South Bend Mayor Pete Buttigieg cast his support for such measures as a “court reform” package, endorsing an academic proposal to expand the bench to 15 justices. Under that system, Republicans and Democrats would each select 10 justices for the high court. Those 10 would pick the remaining five by unanimous vote.
“It’s not just about the number, but the makeup of the Court,” Buttigieg told the Times.
Democratic Sens. Elizabeth Warren of Massachusetts, Kamala Harris of California, Amy Klobuchar of Minnesota, and Kirsten Gillibrand of New York expressed openness to expanding the Court. Klobuchar said her priority would be filling existing judicial vacancies, while Gillibrand said she wants input from legal scholars as to possible ramifications.
Former Rep. Robert “Beto” O’Rourke took a somewhat different tack as compared to past statements. Though he expressed openness to court-packing proposals after entering the race in March, the former Texas congressman said term limits are a better option.

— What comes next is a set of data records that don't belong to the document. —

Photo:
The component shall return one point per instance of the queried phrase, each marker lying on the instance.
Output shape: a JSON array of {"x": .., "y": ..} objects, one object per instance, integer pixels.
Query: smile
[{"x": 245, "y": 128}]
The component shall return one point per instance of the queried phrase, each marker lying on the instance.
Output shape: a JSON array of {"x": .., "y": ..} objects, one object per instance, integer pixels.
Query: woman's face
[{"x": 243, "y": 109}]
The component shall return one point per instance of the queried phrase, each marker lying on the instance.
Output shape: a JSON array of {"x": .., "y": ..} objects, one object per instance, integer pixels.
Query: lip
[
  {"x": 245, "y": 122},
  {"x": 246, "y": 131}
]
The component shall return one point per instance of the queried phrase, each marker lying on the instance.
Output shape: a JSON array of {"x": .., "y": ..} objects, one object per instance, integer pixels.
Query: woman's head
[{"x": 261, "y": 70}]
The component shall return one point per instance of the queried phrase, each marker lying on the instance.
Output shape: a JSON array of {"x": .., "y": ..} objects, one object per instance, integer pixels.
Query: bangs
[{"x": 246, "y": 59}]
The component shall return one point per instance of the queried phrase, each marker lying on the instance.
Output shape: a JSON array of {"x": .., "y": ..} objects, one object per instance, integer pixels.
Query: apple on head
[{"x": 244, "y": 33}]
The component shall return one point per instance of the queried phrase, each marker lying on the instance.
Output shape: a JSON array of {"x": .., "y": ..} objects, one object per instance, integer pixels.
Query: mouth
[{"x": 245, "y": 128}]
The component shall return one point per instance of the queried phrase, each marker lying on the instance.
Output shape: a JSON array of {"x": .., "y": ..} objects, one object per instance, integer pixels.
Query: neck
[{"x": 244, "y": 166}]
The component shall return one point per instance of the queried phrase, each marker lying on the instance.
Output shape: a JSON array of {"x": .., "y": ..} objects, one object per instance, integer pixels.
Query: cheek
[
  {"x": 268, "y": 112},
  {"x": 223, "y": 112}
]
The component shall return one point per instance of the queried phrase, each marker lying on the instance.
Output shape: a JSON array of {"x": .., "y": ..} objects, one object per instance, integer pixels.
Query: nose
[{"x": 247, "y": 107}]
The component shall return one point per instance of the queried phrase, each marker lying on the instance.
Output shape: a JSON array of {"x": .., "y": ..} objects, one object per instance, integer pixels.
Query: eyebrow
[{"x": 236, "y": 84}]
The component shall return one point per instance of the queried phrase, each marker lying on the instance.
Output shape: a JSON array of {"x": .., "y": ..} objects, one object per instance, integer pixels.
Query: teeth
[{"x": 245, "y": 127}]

“I think the appropriate way to address this is to have fixed term limits for Supreme Court justices, to have some more regular turnover in their term of service to decrease the temperature in the partisan fights that lead up to the nominations and the confirmations,” O’Rourke said. (RELATED: Supreme Court Upholds Double Jeopardy Rule That Could Blunt Reach Of Trump Pardons)
Other candidates who would consider adding seats to the high court include John Hickenlooper, Steve Bullock, Andrew Yang, and Jay Inslee.
Eleven candidates rejected court-packing proposals. Sen. Bernie Sanders, who otherwise favors structural solutions for current problems, was the most high-profile of the nay-sayers. The Vermont socialist noted that President Franklin Roosevelt attempted to add seats on the Supreme Court after its conservative majority invalidated much of his domestic policy agenda between 1932 and 1937 — the scheme, which ultimately failed, drew heated opposition from Congress and the public.
Other opponents of court-expansion proposals include Democratic presidential candidates Cory Booker, Bill de Blasio, Tulsi Gabbard, Julian Castro, Michael Bennet, John Delaney, Eric Swalwell, Seth Moulton, Tim Ryan and Marianne Williamson.
Former Vice President Joe Biden did not participate in the Times series.
The Supreme Court is quickly approaching the end of its current term, with decisions in much-watched matters including gerrymandering, the census citizenship question, and the separation of church and state expected by the end of June.